Gold nearly doubled your money. Bitcoin barely broke even — at least with a consistent monthly DCA over this particular five-year window.

This isn't a hit piece on Bitcoin. Timing matters enormously with BTC, and the chart shows just how violently it swings — a dramatic run-up to 2025 peaks, then a sharp correction. If you had started a year earlier, or held through 2025, the numbers would look very different. That's exactly the risk DCA is supposed to smooth out. And yet, gold still won this round.

Gold, the boring old metal, quietly compounded while BTC was on a rollercoaster.

Then I Looked at Diamonds

Curious whether diamonds could fit a similar comparison, I pulled up a 1-carat diamond price chart.

1 carat diamond average price — 1 year chart

A 1-carat diamond is sitting around $4,037 today. That's down from a peak near $4,800 earlier this year. But here's where the entire exercise falls apart:

There is no standardized, transparent price for diamonds.

Unlike gold — which has a globally traded spot price that's the same whether you're in Tokyo, London, or Istanbul — diamond pricing depends almost entirely on who's selling, who's buying, and what story is being told about the stone. Shape matters. Color matters. Treatment history matters. Whether it's been processed matters. Whether the seller calls it "special" matters.

Try to compare two diamonds and you'll quickly realize that prices are interpretations, not facts. Just look at the price ranges for a single 1-carat stone depending on cut alone:

Cut Price Range (1 carat)
Round Brilliant$2,500 – $16,500
Princess$1,600 – $11,000
Cushion$1,500 – $9,500
Emerald$1,400 – $10,500
Oval$1,600 – $10,000
Radiant$1,600 – $7,000
Asscher$1,600 – $6,900
Marquise$1,700 – $10,000
Heart$1,700 – $12,000
Pear$1,700 – $11,400

The same 1-carat diamond could be worth $1,400 or $16,500 depending on who cut it and how they described it. That's not a market. That's a mood board.

The System Is Designed to Favor the Seller

This isn't an accident. Rough price ranges exist, but a universally accepted pricing mechanism doesn't.

When the entity setting the price is always the seller — and the buyer is always working with incomplete information — the system structurally advantages one side.

The buyer pays for the story: the shape, the provenance, the brand, the emotional weight of the occasion. All of that is real. But none of it is investment-grade transparency.

Gold has a spot price. Bitcoin has an exchange price. Diamonds have a negotiation.

What Makes Something a Good Store of Value?

A few things matter:

  • Liquidity — can you sell it quickly at a fair price?
  • Price transparency — do you know what it's really worth?
  • Standardization — is a unit always the same unit?
  • Global market — can buyers and sellers find each other easily?

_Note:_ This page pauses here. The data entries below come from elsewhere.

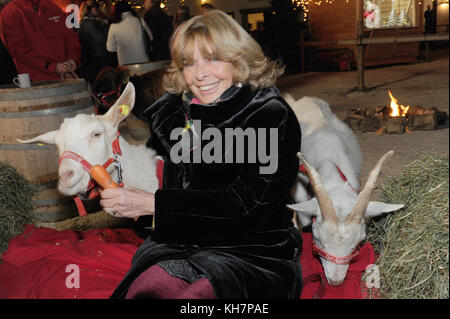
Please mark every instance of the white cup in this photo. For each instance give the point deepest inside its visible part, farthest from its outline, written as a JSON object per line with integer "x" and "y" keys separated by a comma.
{"x": 22, "y": 80}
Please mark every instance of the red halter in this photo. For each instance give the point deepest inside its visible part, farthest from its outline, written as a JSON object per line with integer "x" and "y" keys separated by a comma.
{"x": 334, "y": 259}
{"x": 91, "y": 190}
{"x": 321, "y": 252}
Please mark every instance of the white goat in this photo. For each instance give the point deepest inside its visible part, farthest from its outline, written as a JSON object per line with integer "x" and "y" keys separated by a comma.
{"x": 91, "y": 137}
{"x": 330, "y": 146}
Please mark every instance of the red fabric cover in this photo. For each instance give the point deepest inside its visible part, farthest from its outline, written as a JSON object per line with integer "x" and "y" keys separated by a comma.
{"x": 35, "y": 264}
{"x": 349, "y": 289}
{"x": 34, "y": 267}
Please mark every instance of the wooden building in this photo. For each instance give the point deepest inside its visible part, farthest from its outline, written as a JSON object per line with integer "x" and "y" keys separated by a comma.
{"x": 337, "y": 20}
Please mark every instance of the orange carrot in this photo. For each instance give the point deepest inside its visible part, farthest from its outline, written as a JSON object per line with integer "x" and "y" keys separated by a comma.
{"x": 101, "y": 176}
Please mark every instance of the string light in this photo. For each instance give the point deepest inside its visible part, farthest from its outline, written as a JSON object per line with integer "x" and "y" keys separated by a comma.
{"x": 306, "y": 4}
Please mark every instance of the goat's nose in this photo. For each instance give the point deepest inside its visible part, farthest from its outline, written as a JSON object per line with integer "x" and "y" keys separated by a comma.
{"x": 67, "y": 176}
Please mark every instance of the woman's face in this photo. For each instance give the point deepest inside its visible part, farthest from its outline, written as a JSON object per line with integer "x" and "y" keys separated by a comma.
{"x": 207, "y": 78}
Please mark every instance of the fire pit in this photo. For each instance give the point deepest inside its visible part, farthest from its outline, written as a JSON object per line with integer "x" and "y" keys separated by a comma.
{"x": 395, "y": 118}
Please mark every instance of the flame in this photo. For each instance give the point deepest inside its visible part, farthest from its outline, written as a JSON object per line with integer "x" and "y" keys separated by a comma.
{"x": 396, "y": 109}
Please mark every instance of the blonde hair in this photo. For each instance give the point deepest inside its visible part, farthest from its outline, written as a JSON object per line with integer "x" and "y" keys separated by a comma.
{"x": 219, "y": 36}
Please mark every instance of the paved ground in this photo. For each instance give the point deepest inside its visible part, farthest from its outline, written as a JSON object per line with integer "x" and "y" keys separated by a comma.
{"x": 424, "y": 84}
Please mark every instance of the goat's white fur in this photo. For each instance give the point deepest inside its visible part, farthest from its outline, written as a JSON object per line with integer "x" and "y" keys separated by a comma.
{"x": 91, "y": 136}
{"x": 327, "y": 142}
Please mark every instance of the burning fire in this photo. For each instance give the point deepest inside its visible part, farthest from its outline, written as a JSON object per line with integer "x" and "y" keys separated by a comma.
{"x": 396, "y": 109}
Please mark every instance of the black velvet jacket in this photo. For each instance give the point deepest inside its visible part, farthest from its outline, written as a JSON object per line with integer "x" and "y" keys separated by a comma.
{"x": 229, "y": 221}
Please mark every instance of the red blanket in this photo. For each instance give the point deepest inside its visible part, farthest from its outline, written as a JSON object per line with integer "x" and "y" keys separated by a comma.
{"x": 315, "y": 284}
{"x": 44, "y": 263}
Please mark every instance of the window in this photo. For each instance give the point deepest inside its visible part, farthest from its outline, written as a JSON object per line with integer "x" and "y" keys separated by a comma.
{"x": 389, "y": 13}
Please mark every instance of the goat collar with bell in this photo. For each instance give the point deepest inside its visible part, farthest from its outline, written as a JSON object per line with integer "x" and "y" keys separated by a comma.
{"x": 91, "y": 190}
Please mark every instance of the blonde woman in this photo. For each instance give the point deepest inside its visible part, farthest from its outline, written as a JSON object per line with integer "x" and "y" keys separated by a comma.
{"x": 222, "y": 229}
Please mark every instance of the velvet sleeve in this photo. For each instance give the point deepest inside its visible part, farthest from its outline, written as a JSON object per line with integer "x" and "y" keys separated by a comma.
{"x": 208, "y": 216}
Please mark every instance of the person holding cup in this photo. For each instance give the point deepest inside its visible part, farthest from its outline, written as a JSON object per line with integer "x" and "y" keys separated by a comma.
{"x": 37, "y": 37}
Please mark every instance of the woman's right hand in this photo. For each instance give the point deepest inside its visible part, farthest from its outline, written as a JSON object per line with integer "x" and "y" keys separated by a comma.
{"x": 128, "y": 202}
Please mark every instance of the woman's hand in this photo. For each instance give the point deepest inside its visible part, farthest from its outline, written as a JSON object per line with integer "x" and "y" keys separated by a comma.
{"x": 127, "y": 202}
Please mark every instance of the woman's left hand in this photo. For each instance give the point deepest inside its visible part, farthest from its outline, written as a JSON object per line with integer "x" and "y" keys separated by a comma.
{"x": 127, "y": 202}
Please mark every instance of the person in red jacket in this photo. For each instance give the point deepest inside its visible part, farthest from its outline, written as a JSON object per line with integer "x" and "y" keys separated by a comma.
{"x": 36, "y": 36}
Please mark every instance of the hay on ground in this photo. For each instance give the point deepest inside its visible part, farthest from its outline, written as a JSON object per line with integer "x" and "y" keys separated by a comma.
{"x": 414, "y": 243}
{"x": 16, "y": 204}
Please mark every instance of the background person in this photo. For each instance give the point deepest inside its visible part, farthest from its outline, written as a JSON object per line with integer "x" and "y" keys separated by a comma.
{"x": 125, "y": 35}
{"x": 222, "y": 229}
{"x": 161, "y": 26}
{"x": 93, "y": 34}
{"x": 36, "y": 36}
{"x": 183, "y": 14}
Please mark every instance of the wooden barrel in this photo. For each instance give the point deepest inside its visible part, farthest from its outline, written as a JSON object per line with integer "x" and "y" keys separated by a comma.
{"x": 28, "y": 112}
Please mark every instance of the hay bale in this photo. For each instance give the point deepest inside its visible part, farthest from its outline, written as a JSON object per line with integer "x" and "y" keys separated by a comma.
{"x": 16, "y": 204}
{"x": 414, "y": 243}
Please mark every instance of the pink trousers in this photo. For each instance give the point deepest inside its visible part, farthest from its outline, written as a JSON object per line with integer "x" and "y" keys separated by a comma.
{"x": 156, "y": 283}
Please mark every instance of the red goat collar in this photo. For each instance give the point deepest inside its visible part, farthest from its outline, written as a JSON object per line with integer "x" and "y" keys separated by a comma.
{"x": 91, "y": 189}
{"x": 334, "y": 259}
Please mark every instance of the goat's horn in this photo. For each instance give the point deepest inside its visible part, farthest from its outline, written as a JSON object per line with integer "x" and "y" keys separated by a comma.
{"x": 359, "y": 209}
{"x": 325, "y": 203}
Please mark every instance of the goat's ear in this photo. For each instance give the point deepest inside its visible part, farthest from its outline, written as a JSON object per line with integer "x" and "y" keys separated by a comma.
{"x": 378, "y": 208}
{"x": 47, "y": 138}
{"x": 308, "y": 207}
{"x": 123, "y": 106}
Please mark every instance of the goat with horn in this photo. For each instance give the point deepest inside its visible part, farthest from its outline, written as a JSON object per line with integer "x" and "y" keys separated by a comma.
{"x": 331, "y": 158}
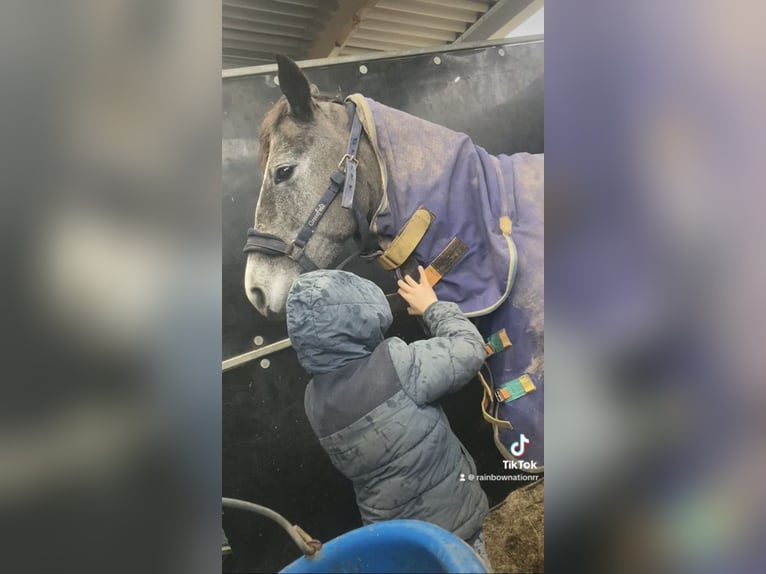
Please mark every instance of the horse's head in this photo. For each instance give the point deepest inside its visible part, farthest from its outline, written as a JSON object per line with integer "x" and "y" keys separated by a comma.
{"x": 302, "y": 139}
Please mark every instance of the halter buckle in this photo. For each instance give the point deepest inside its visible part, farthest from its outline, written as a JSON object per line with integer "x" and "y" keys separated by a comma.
{"x": 345, "y": 158}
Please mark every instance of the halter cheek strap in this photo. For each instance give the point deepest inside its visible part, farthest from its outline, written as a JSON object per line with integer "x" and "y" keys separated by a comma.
{"x": 344, "y": 177}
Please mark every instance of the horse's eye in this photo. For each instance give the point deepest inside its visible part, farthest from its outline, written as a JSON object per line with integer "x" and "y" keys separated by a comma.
{"x": 284, "y": 173}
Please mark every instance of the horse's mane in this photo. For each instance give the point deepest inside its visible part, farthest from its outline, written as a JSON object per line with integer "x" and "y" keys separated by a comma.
{"x": 275, "y": 115}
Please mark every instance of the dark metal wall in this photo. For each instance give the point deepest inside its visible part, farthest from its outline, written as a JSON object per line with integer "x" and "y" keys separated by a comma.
{"x": 270, "y": 456}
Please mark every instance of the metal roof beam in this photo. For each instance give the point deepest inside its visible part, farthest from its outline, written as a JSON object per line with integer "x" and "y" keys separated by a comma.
{"x": 270, "y": 7}
{"x": 363, "y": 33}
{"x": 471, "y": 5}
{"x": 376, "y": 25}
{"x": 420, "y": 21}
{"x": 500, "y": 19}
{"x": 255, "y": 27}
{"x": 266, "y": 39}
{"x": 260, "y": 49}
{"x": 430, "y": 10}
{"x": 340, "y": 26}
{"x": 264, "y": 19}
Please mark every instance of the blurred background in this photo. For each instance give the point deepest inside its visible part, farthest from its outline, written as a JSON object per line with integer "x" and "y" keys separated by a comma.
{"x": 110, "y": 221}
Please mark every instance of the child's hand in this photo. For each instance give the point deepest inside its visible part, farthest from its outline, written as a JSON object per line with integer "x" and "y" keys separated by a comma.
{"x": 419, "y": 296}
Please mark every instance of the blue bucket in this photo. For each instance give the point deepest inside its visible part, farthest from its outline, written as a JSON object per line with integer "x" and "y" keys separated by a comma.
{"x": 393, "y": 546}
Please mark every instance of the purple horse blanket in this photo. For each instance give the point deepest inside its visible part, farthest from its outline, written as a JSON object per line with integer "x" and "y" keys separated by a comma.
{"x": 494, "y": 205}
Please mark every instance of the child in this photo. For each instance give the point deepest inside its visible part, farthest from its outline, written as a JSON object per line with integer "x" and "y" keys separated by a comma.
{"x": 372, "y": 401}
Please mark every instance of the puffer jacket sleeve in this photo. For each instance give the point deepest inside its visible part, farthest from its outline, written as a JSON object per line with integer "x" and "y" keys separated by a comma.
{"x": 434, "y": 367}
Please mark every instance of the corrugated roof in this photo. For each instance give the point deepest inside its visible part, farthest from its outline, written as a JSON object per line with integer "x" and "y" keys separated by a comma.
{"x": 255, "y": 30}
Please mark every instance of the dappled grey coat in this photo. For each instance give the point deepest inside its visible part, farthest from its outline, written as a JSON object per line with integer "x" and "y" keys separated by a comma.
{"x": 372, "y": 401}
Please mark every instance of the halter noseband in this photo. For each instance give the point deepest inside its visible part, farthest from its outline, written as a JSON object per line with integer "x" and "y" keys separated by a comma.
{"x": 344, "y": 178}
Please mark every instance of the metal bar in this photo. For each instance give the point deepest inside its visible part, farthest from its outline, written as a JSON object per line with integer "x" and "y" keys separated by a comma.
{"x": 271, "y": 8}
{"x": 263, "y": 48}
{"x": 262, "y": 28}
{"x": 496, "y": 18}
{"x": 250, "y": 356}
{"x": 349, "y": 51}
{"x": 363, "y": 33}
{"x": 360, "y": 42}
{"x": 430, "y": 11}
{"x": 336, "y": 31}
{"x": 471, "y": 5}
{"x": 266, "y": 18}
{"x": 272, "y": 68}
{"x": 420, "y": 21}
{"x": 263, "y": 39}
{"x": 388, "y": 27}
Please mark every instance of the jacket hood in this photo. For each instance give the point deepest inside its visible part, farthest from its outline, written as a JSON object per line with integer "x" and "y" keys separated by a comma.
{"x": 334, "y": 318}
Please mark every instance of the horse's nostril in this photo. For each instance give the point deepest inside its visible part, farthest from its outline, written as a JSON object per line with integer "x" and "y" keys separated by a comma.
{"x": 258, "y": 298}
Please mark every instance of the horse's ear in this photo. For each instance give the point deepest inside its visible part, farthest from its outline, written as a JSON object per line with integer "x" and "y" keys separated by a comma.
{"x": 295, "y": 86}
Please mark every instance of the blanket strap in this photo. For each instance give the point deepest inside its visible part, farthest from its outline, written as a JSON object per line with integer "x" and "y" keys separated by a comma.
{"x": 486, "y": 402}
{"x": 407, "y": 240}
{"x": 446, "y": 260}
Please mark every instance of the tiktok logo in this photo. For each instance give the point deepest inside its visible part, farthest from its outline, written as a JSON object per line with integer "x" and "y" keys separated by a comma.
{"x": 520, "y": 446}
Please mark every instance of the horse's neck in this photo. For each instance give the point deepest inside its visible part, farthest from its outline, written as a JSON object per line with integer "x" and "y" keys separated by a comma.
{"x": 369, "y": 182}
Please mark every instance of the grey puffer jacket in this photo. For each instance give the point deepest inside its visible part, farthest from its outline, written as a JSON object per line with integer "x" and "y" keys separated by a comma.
{"x": 371, "y": 400}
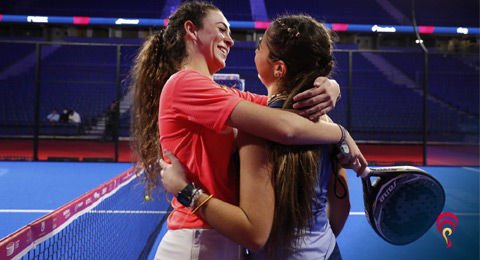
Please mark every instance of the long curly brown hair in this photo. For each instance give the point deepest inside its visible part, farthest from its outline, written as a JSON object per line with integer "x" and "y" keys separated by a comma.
{"x": 161, "y": 55}
{"x": 305, "y": 46}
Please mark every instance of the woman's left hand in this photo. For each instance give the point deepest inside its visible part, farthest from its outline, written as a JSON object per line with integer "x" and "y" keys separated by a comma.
{"x": 318, "y": 100}
{"x": 173, "y": 175}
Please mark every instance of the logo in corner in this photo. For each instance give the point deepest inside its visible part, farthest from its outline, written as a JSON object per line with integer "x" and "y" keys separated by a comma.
{"x": 446, "y": 224}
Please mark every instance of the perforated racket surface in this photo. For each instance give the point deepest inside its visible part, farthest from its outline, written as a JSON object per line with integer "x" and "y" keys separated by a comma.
{"x": 402, "y": 203}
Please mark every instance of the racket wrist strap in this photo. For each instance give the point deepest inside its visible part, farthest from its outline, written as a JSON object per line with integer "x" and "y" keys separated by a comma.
{"x": 344, "y": 134}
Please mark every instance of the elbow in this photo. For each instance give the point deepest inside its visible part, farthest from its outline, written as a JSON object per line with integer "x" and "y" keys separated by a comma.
{"x": 288, "y": 134}
{"x": 256, "y": 242}
{"x": 256, "y": 245}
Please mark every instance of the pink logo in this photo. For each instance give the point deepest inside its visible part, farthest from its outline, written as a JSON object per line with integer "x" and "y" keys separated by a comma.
{"x": 446, "y": 226}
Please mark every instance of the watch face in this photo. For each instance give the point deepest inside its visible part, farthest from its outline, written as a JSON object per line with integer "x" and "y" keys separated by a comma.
{"x": 185, "y": 195}
{"x": 183, "y": 200}
{"x": 344, "y": 149}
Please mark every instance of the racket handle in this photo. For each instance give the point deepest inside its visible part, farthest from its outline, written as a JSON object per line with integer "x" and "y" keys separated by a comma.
{"x": 365, "y": 173}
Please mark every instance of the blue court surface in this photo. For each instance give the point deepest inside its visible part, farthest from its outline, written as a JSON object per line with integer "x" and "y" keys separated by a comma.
{"x": 29, "y": 190}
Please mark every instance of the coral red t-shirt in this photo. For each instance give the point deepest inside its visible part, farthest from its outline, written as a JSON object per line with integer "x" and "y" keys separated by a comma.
{"x": 192, "y": 115}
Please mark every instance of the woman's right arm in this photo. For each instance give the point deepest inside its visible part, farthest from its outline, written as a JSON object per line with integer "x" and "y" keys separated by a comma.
{"x": 338, "y": 209}
{"x": 250, "y": 223}
{"x": 289, "y": 128}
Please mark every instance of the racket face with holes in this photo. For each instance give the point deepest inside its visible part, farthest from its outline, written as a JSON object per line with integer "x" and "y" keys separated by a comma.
{"x": 402, "y": 203}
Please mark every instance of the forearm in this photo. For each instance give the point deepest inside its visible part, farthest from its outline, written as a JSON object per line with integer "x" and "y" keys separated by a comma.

Gold and Bitcoin both pass these tests reasonably well, despite their very different risk profiles. Diamonds fail most of them.

An ounce of gold is the same everywhere. One bitcoin is the same everywhere. A one-carat diamond? Depends entirely on which one, who examined it, and who's selling it.

The Takeaway

Gold quietly outperformed Bitcoin in a 5-year DCA scenario — the asset almost nobody under 40 talks about anymore.

Diamonds look like an investment on the surface, but the market is structured so that the price is almost always whatever the seller decides it is. The sparkle is real. The investment thesis is not.

The most interesting insight isn't which asset won. It's that the least "exciting" asset — the one with the clearest, most boring price mechanism — ended up being the safest bet over this window.

Transparency isn't glamorous. But it's the foundation of a functioning market.